12/19/2025
When someone says they were harmed by the church, what they’re often sharing isn’t just a story. It’s a part of them speaking.
From an IFS perspective, that voice may belong to an exile. A part that holds shame, fear, grief, or betrayal after spiritual authority was misused, boundaries were crossed, or belonging was made conditional. These parts learned that love could be withdrawn, that questions were dangerous, or that God was only accessible through compliance.
When we rush to defend “the Church,” minimize the pain, or offer theology instead of presence, we unintentionally activate protectors, both theirs and ours.
Protectors that say:
• “Don’t go there, it’s too threatening.”

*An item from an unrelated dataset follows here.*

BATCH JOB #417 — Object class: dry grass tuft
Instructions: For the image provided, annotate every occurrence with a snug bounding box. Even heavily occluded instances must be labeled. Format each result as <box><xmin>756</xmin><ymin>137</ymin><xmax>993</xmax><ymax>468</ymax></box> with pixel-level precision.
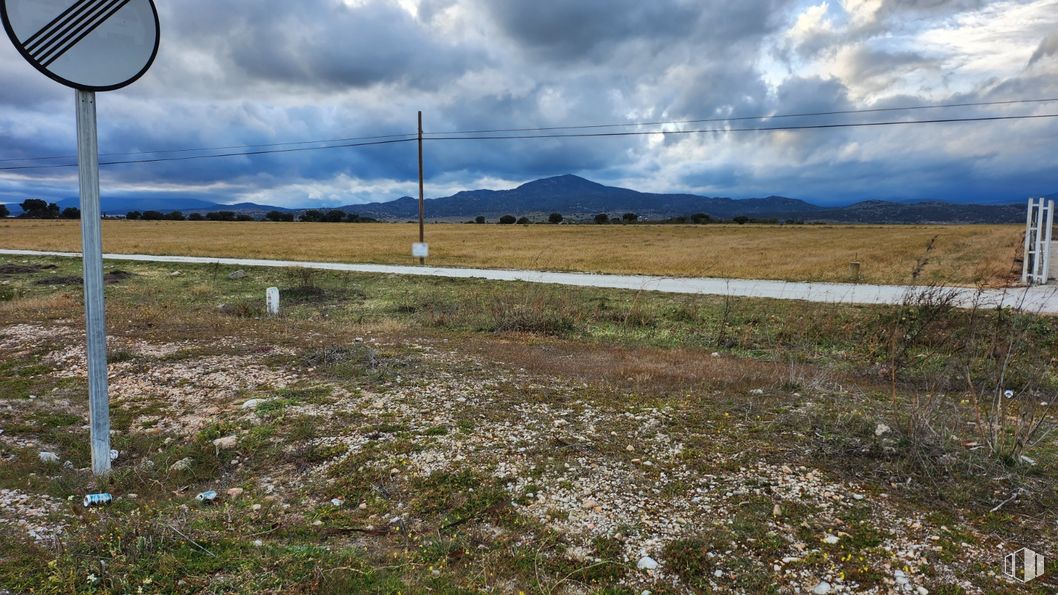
<box><xmin>0</xmin><ymin>220</ymin><xmax>1020</xmax><ymax>286</ymax></box>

• “Explain it away so we don’t have to feel this.”
• “If we validate their pain, what does that mean about my faith?”
But healing doesn’t happen through correction.
It happens through witnessing.
IFS reminds us that transformation begins when parts are met with curiosity, compassion, and consent, not pressure. The most Christ-like response is not fixing, reframing, or fast-tracking forgiveness. It’s staying regulated enough in ourselves to say:
“I believe you.”
“That makes sense.”
“You’re not alone.”
The church has often prioritized unity over truth, doctrine over nervous systems, and repentance over repair. An IFS-informed church would understand this. Before reconciliation can happen, safety must come first, internally and relationally.
Presence > Explanation
Relationship > Resolution
Repair > Defensiveness
If we want to be people that heal rather than harm, we must learn to sit with pain without silencing it and trust that God is not threatened by the voices of wounded parts.
Self-energy listens.
Love doesn’t rush.
And healing begins when no part is asked to disappear.
When someone tells you they were harmed by the church, they are not asking you to defend the church.
They are trusting you with their story.
Minimizing, explaining, or spiritualizing their pain may feel comforting to the institution, but it often deepens the wound for the person.
You don’t need the full story.
You don’t need to fix it.
You don’t need to say the right theology.
Presence matters more than explanation.
If someone shares church harm with you, start here.
“I’m so sorry. I’m here with you.”
That response can be the beginning of healing.